ライトは大きく距離をとって闇に紛れて消える。
「もう、知りませんよ。僕は手加減できるほど強くないのですから」
「さっさと来なさい。時間が惜しい」
「行くわけないじゃないですか。足止めできたら勝ちなのに」
ユーリは苛立ちながら、倉庫の暗がりへ向けて火球を放つ。
一瞬の灯りに、はためくマントが映る。
おおよその位置を頭の中で考え、その真上に向けて杖を振る。
「荒れ狂え、ウィンドウ・バースト!」
倉庫の隙間から全ての物を吹き飛ばすほどの突風を生み出す。
ゴミやネズミに紛れて、彼は転がり出て来た。
「さすがに火だけってことはないのですね」
余裕ぶっていられるのも今の内だけだ。
「沈め、グラン・ホール!」
彼の立っている辺りの地面が土の魔力によってへこみ、立っていられなくなり、手をついて倒れる。
「アシッド・シャワー!」
体勢を崩したライトに向かって酸の雨を降り注がせようとした途端、彼はうずくまってマントで身を覆った。
マントに当たった部分の雨が、効力を発することなく霧散する。
あれが先程から魔法をかき消している、防魔マントのようだ。
「それ、便利ね。昔はそんなものなかった」
「うちは最新鋭の技術を取り入れることに熱心な組織なのですよ。しかし流石ですね。四元素の魔法の切り替えも早く、立て続けに放てるのは才能です。素晴らしい」
「馬鹿にしているようにしか聞こえませんが!」
ファイアボールを三球放つ。
当然かき消されるだろう。
しかし、その種が分かっていれば、対策は可能だ。
着弾の直前に翻ったマントの魔力により、炎は消える。
しかしその内には別の魔法で作られた水球が仕込まれている。
「考えましたね。でも無駄ですよ。これくらいじゃ……」
「あなたの弱点はもうわかりました。そのマント、魔法以外は防げるのかしら?」
水球は破裂する。
その飛沫は着地と同時に飛沫の数だけ無数の風の柱となって彼に襲い掛かる。
そしてその風は、地に潜り、石や瓦礫を巻き上げてライトへ襲い掛かった。
「グランド・サイクロン!」
初めは必死に避けていたライトも、数の多い礫全てに対処しきれるはずもなく、やがて頭を抱えて身を丸めて、嵐が過ぎ去るのを待つ体勢へと移った。
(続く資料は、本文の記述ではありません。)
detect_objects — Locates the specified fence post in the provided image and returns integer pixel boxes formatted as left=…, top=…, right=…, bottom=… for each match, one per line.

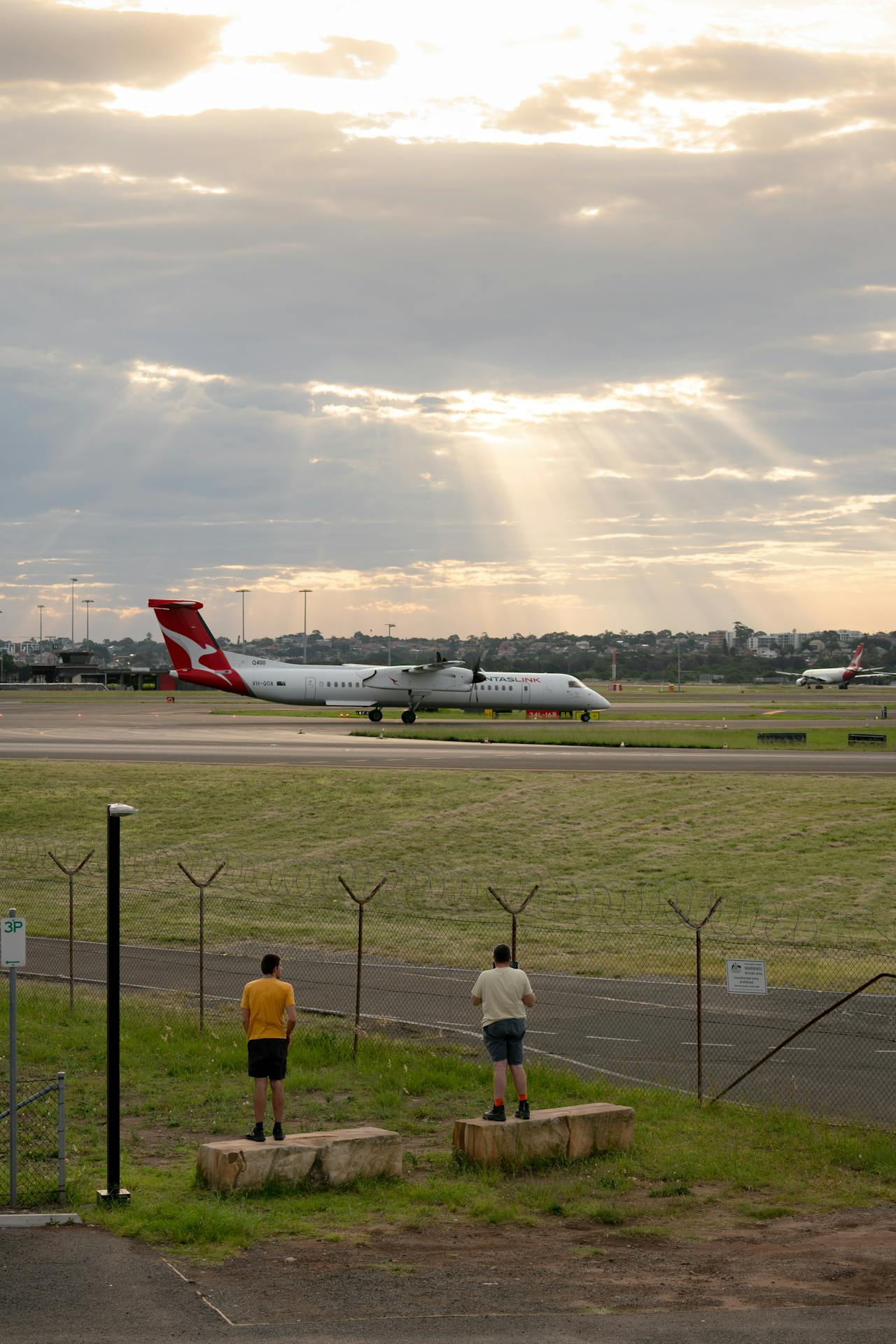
left=488, top=882, right=539, bottom=961
left=177, top=859, right=227, bottom=1031
left=47, top=850, right=94, bottom=1012
left=339, top=876, right=386, bottom=1059
left=57, top=1074, right=66, bottom=1204
left=666, top=896, right=722, bottom=1106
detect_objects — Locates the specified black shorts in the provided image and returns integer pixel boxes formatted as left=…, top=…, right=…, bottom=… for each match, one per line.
left=246, top=1037, right=286, bottom=1082
left=482, top=1018, right=525, bottom=1065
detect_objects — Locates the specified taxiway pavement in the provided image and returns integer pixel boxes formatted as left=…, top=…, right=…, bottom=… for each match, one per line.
left=0, top=695, right=896, bottom=775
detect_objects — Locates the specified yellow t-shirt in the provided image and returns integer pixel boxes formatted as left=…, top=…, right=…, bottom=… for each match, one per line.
left=239, top=976, right=295, bottom=1040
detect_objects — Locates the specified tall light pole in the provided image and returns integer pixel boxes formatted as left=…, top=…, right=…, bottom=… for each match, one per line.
left=298, top=589, right=314, bottom=663
left=237, top=589, right=251, bottom=644
left=97, top=803, right=137, bottom=1204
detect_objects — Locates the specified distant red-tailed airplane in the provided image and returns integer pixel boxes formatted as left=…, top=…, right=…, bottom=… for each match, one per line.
left=775, top=644, right=884, bottom=691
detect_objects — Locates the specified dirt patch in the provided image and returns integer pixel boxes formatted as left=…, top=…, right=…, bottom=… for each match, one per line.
left=191, top=1205, right=896, bottom=1324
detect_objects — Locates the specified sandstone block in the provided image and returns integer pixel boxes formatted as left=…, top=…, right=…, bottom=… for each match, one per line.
left=197, top=1125, right=402, bottom=1192
left=453, top=1102, right=634, bottom=1167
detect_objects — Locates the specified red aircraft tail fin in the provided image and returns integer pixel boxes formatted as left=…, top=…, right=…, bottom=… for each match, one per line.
left=148, top=597, right=251, bottom=695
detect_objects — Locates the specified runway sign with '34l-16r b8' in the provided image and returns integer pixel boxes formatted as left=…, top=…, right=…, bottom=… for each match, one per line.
left=0, top=915, right=25, bottom=967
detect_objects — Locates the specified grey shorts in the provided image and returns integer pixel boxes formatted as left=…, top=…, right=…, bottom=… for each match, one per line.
left=482, top=1018, right=525, bottom=1065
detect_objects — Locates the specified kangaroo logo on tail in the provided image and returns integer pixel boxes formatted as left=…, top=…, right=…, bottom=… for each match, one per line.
left=148, top=597, right=251, bottom=695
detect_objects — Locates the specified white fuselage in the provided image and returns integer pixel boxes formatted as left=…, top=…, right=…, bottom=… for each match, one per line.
left=227, top=649, right=610, bottom=714
left=797, top=667, right=857, bottom=686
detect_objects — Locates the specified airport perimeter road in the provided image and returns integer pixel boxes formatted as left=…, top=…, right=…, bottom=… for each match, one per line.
left=0, top=1227, right=896, bottom=1344
left=0, top=696, right=896, bottom=775
left=19, top=937, right=896, bottom=1126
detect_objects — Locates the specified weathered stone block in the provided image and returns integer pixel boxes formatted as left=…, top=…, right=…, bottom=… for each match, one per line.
left=197, top=1125, right=402, bottom=1192
left=453, top=1102, right=634, bottom=1167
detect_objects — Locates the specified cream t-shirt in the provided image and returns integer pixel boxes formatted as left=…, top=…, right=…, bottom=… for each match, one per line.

あまりにも無様なその様子に、勝ちを確信したユーリの魔力が少しだけ揺らいだ。
――その瞬間に杖を握るユーリの腕が、まるで刃物で切られたかのように大きく裂かれる。
痛みよりも早く、血があふれ出る熱を感じた。
「さすがの五星団の魔法使いでも、怪我をすれば魔法は鈍りますね」
傷に気をとられた一瞬のうちに、彼は目の前まで迫っていた。
手にはナイフが見え、ユーリは咄嗟に左手でその刃を握る。
「危ないですよ。指、落ちますよ」
「どうやって、あそこから私の腕を?」
「教えられません。まあ、簡単に言えば、僕らは魔法を使わない武闘派組織なんです。魔法使いや精霊使いに対する防衛術、対人間用の近接戦闘術はよく学んでいる」
ナイフを押し込む力が少し強くなった。
ユーリは苦し紛れに、まだ微かに動く右手の杖を振るおうとする。
「それです」
「あっ!」
杖が独りでに、彼の左手に吸い込まれるようにして、手から離れた。
彼は受け取った杖を、躊躇なく海へ投げ捨てる。
そして、自分の握っていたナイフからも手を放し、ユーリの傍に投げ捨てた。
「魔法使いからは杖を奪えば勝ちです。もうあなたには何もできないでしょう」
「ま、まだこのナイフが!」
「ナイフ、使えるんですか?」
ナイフを拾うと、彼の目が鋭くなる。
先程までとは違い、明らかに殺意を孕んだ目だ。
目の前に現れた形のある死に恐怖を感じ、身がすくんでしまった。
ユーリは彼と対峙することが恐ろしくなり、ナイフを落とした。
すると、彼は優しそうな笑みを浮かべる。
「賢明です。それじゃあ、僕も退散するので、助けを呼ぶなり何なりと、お好きになさってください」
「私を殺しておかなくていいの? あなたのことをみんなに言って回るかもしれないのに」
ユーリは震える声で言う。
少しでも彼をこの場にとどめておくための挑発であったが、ライトは柔らかな笑みを浮かべた。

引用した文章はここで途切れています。